About 13.6 million Americans still have leftover holiday debt from last year, according to a new Consumer Reports Holiday Shopping Poll.
Another Consumer Reports poll revealed that the average shopper spent over $800 for Christmas gifts in 2009. Those who used credit cards spent almost $900.
However, the aftereffects of the recession are causing many people to makes some cuts on their holiday shopping list.
Approximately 90 percent of respondents in an online poll by the National Foundation for Credit Counseling said they would spend less or nothing at all on holiday purchases this year.
Local bargain hunters can find gifts for every family member at several area stores.
Quality Collectibles has items that sports fans and gamers want to find under their Christmas tree this year.
For University of Alabama football fans, the store has autographed magnets and 8 x 10 photographs of Mark Ingram and Terrence Cody.
The shop’s baseball collection includes a number of rookie cards for future Hall of Famers and signed memorabilia, such as a ball autographed by former Atlanta Brave Andruw Jones.
Quality Collectibles sells items for the Magic: The Gathering card game, DVDs and vintage coins as well as comic books. Some of the comics are signed and others are priced for $1.
Store co-owner Misty Lee said customers also enjoy buying the video games of their youth, like the original Nintendo.
Some of the games sell for as low as $2. The store also carries discounted games for new systems.
“We’ve got a larger selection than most other gaming stores. Here, you can go back to Atari or as new as Wii, Xbox 360 and PlayStation 3,” Lee said.
Women who want to begin the new year by being pampered may appreciate a gift certificate from Rastore Spa in Jasper, which offers facials, waxing, massages and other body treatments
Rastore Spa in Jasper is running a special through Dec. 24 that offers a savings of $35. Customers who buy two gift certificates get a 30-minute gift certificate for free.

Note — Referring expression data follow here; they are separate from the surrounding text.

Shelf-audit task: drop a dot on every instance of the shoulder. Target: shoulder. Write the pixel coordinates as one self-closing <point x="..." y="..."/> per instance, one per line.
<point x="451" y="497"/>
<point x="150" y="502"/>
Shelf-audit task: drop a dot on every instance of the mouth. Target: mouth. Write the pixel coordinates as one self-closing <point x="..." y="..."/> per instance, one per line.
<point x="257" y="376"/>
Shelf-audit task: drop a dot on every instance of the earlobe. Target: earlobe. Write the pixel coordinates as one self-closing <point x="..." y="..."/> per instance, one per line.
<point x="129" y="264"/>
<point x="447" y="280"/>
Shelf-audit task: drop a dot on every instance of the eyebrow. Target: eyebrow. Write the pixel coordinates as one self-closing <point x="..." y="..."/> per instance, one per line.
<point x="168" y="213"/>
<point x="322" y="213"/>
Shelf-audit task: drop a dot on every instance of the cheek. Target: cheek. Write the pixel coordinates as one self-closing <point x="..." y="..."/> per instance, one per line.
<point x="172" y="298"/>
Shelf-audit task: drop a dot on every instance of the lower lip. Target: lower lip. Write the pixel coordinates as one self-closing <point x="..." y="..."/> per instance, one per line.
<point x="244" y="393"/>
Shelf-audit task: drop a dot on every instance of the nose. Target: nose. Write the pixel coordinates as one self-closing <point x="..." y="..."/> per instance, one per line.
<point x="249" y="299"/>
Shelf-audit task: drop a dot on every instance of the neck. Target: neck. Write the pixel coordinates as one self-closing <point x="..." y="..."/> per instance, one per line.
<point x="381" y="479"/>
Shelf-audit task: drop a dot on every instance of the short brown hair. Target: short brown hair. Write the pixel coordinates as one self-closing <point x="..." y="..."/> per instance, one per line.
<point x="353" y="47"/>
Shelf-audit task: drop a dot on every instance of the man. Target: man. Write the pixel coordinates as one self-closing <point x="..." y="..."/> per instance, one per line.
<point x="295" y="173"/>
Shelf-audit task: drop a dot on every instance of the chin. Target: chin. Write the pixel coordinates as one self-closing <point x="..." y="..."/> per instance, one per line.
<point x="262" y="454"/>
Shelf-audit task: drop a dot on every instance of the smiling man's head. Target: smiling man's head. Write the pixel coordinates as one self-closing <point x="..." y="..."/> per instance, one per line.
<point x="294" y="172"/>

Victoria’s Gift Shop carries the latest styles in women’s clothing and jewelry. One new fad is a scarf and pendant set, which comes in several colors.
Alabama fans will appreciate the boutique’s large houndstooth collection. The black and white print can be found on ear muffs, coats, scarves, titanium jewelry, tote bags and even rain boots.
Auburn fans may want a blue bead necklace with an orange rhinestone paw or the new Iron Bowl T-shirt that bears the slogan “Keep your chin up Bama; there’s always last year!”
For the kids
Andrew Posey & Son Hardware has some adults-only items, like Blue Willow ceramics, cast-iron cookware and all the equipment one might need to make homemade wine and other brews.
However, the store also carries several old-fashioned games for kids to enjoy, from jacks and marbles to spinning tops, yo-yos, pop guns and pick up sticks.
Store owner Randy Posey said that Radio Flyer tricycles, wagons and wheelbarrows are also popular.
“Everybody wants to have a little red wagon,” Posey said.
For the good of others
The American Red Cross has an online holiday giving catalog for gifts that aren’t usually found in Santa’s toy bag.
A tax-deductible contribution of $18 will provide three blankets to a family receiving shelter through the Red Cross. A donation of $20 buys hot meals for two people or one phone card for a deployed service member.
Those who wish to spend more can pay $50 to provide a military comfort kit for one soldier, $100 to vaccinate 100 children for measles, or $200 for one day of food and shelter for a family whose house has burned.
Each catalog purchase comes with free holiday greeting cards so that contributors can let family and friends know about the gift they have made in their honor.
The National Peace Corps Association (NPCA) also has an online store through Cafe Press that features Peace Corps-themed merchandise such as T-shirts, coffee mugs, bumper stickers and a commemorative Christmas ornament.
Proceeds support NPCA, the nation's largest nonprofit organization supporting Returned Peace Corps Volunteers and the Peace Corps community.